For the past seven years, the UA group has been working on Project Quit Tobacco International together with their research partners at the Achutha Menon Centre in Kerala, South India, and at the Gadjah Mada University in Java, Indonesia. The project, funded by the Fogarty International Center at the National Institutes of Health, is a pioneering attempt to develop culturally appropriate approaches to tobacco cessation within the health sectors of those two countries as an exemplar for other countries, and to lay the groundwork for an emerging community of tobacco cessation practice.
Project Quit Tobacco International aims to work on tobacco cessation by introducing the topic at "Ground Zero," in medical schools and clinics in India and Indonesia. "We are working to make sure that tobacco education is being fully integrated into the curriculum and not simply added on as one more extra topic," Mark Nichter said.

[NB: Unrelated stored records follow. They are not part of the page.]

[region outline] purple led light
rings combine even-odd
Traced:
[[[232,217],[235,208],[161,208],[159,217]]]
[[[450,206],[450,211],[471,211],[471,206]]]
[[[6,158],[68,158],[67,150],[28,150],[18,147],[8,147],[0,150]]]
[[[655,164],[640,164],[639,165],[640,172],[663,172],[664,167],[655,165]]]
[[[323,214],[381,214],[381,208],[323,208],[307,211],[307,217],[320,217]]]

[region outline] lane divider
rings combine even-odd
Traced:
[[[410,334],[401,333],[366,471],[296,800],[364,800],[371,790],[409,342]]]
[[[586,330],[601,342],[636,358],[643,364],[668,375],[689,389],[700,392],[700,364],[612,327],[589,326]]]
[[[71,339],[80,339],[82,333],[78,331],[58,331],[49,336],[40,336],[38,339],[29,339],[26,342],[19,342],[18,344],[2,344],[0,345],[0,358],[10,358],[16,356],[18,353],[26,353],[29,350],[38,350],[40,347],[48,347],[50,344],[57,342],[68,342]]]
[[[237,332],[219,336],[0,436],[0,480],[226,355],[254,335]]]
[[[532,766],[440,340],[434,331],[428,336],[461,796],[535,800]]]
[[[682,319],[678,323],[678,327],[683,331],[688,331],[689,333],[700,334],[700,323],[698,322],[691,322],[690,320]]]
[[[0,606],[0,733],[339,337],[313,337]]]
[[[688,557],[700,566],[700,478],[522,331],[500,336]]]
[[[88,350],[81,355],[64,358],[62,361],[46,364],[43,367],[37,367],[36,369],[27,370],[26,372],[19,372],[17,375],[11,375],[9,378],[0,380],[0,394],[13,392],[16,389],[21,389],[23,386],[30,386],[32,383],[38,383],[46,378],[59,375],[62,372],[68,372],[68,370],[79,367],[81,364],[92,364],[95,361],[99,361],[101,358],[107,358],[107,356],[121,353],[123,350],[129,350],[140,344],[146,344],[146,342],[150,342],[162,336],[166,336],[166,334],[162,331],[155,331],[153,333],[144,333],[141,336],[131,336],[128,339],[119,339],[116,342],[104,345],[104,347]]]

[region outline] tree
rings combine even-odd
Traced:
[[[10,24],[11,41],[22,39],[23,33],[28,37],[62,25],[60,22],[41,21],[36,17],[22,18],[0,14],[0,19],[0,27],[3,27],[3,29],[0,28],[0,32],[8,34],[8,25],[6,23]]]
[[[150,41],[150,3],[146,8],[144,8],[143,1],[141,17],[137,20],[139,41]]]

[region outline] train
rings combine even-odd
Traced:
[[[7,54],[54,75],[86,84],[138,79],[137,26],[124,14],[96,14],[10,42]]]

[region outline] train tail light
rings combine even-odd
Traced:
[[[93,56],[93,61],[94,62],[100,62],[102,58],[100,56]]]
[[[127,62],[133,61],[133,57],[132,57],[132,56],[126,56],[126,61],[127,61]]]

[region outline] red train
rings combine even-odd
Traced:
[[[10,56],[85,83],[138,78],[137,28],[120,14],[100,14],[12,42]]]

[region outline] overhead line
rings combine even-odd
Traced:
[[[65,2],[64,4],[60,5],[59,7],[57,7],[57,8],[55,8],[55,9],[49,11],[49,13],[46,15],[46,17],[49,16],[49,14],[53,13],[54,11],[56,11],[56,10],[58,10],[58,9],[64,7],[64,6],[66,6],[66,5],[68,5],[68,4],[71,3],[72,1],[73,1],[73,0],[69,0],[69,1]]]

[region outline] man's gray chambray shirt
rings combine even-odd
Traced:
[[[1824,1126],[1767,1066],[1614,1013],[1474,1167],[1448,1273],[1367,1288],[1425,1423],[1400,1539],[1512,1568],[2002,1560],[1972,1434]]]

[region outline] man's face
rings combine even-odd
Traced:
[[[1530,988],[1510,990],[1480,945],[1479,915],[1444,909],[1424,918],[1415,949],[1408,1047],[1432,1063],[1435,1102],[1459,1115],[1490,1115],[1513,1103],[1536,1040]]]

"In order to be successful in tobacco prevention, cessation is necessary. And to do this, we clearly need to change the norms of the medical profession," Nichter said. "At present, about 20 percent of doctors in India and Indonesia are smokers. Doctors there need to both quit smoking themselves and become role models for their patients, and they need to advise each patient not to smoke as part of their normal medical practice. Both doctors and the general public need to become better educated about the harm of tobacco consumption, not just as a risk factor for cancer, but a behavior predisposing to tuberculosis and childhood respiratory complaints, and exacerbating the symptoms of diseases such as diabetes."
Project QTI also is developing "culturally sensitive counseling" that is designed to appeal to particular cultural ideas about smoking. But the project's work does not stop there, said Nichter. A positive image of a male non-smoker is being promoted to replace the advertised image of male smokers as sexy, macho and modern. Men's responsibility toward their families is being emphasized in informational campaigns which explain how tobacco-related illnesses impacts the whole family, not just the smoker. Nichter said that one goal of the project is to emphasize to men that giving up smoking is an important act that benefits their families including their wives children and elders in the household.
"Smoking is an irresponsible behavior that negatively effects everyone in the household, not just from secondhand smoke, but financially. Body counts of the number of deceased smokers masks the real tobacco harm denominator - all those who are effected when an ill or deceased smoker can no longer work and support their families," he said.
Mimi Nichter noted that another intervention being promoted by Project QTI is turning tobacco into a women's issue.
"We need to turn tobacco use into a women's issue. We are trying to involve women's groups to develop smoke-free households. While this is difficult for an individual woman to convince her husband or father to quit, as a collective effort, women can work to establish community norms for smoke free households," she said.
Mark Nichter emphasized that cessation is an urgent global health priority. "It's very important that people start quitting tobacco now. Worldwide, tobacco use is among the greatest causes of preventable death and disease. Approximately 500 million people alive today will die because of tobacco," he said.
"In terms of its significance as a global health issue, tobacco smoking kills more people than malaria, maternal and major childhood conditions, and tuberculosis combined. By 2030, the annual number of deaths caused by tobacco will rise to 10 million, with half of these deaths occurring within the 35-to-69 year-old age group. As a consequence, smoking will be the cause of one-third of all deaths in the next 20 years,"
The good news said Mark Nichter is that the potential to save lives globally through aggressive cessation initiatives is huge. "It is estimated that by the year 2020, if adult consumption were to decrease by 50 percent, approximately 180 million tobacco-related deaths could be avoided."